Der Krieg, er steckt in den Köpfen der Ukrainer. Daran kann auch eine Fussball-EM nichts ändern. Und doch sollen die Spiele der Nationalmannschaft den Menschen in der Heimat zumindest für 90 Minuten ein wenig Abwechslung im tristen Alltag bieten. «Die Jungs spielen Fussball für euch alle - und besonders für diejenigen Menschen, die weiterhin jeden Tag unser Land vor dem Feind verteidigen müssen», sagte Rebrow nach der erfolgreichen Qualifikation für die Endrunde. Bei dieser geht es nicht nur um Fussball, wie Verbandspräsident Andrej Schewtschenko klarstellte: «Wir sind auch hier, um zu zeigen, dass wir noch leben.»
Der scheinbar übermächtige Gegner
Das lange Zuspiel von Mykola Schaparenko, die perfekte Annahme von Roman Jaremtschuk, die sanfte Berührung des Stürmers für den Ball, der an Martin Dubravka vorbei über die Torlinie kullert - 2:1. Die Ukraine lebt. Es war ein symbolischer Sieg, den sie am zweiten Spieltag gegen die Slowakei errungen hat. Denn wieder lagen die Ukrainer in Rückstand, wieder kamen sie zurück, zeigten Comeback-Qualitäten.

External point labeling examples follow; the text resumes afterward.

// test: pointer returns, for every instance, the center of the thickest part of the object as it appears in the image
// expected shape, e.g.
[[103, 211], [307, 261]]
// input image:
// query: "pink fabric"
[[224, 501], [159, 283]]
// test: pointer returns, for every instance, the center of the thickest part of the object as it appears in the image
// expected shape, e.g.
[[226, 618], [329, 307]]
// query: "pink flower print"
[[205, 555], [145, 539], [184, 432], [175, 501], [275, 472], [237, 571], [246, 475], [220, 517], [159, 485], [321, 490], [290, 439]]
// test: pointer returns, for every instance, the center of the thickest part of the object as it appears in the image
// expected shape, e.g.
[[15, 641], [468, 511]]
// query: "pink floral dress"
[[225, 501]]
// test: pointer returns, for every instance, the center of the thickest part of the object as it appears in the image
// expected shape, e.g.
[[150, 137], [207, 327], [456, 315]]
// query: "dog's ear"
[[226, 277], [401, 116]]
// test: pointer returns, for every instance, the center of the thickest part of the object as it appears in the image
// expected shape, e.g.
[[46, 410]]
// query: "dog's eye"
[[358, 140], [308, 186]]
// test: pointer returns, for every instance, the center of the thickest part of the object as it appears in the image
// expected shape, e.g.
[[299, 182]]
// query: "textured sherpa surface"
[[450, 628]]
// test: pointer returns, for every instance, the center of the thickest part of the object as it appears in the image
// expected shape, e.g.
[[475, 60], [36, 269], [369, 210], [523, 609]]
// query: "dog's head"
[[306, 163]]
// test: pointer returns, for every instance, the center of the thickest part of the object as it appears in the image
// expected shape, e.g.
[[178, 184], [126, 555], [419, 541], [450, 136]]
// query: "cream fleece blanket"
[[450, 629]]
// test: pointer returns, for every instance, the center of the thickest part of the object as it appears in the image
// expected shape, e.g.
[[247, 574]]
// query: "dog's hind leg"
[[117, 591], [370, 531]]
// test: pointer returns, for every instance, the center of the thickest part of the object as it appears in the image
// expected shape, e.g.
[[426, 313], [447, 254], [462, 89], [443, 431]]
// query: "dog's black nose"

«Aneinander glauben. Einander helfen. Füreinander kämpfen», liess Staatspräsident Wolodimir Selenski die Öffentlichkeit nach dem Sieg gegen die Slowakei wissen. «Es ist schwierig, nicht an den Krieg zu denken», sagte Goalie Anatoli Trubin. «Eine Leistung wie heute als Team ist eine überragende Botschaft an unsere Soldaten und für die Leute in der Heimat.»
Nun steht am Mittwoch (ab 18.00 Uhr) in Stuttgart das entscheidende Spiel um den Einzug in die K.o.-Phase an. Gegner ist das wiedererstarkte Belgien, dessen fussballerische Qualität jene der Ukraine deutlich übersteigt. Dass mit Mut, Leidenschaft und Wille aber auch scheinbar übermächtige Gegner im Zaum gehalten werden können, hat die Ukraine schon neben dem Fussballplatz bewiesen.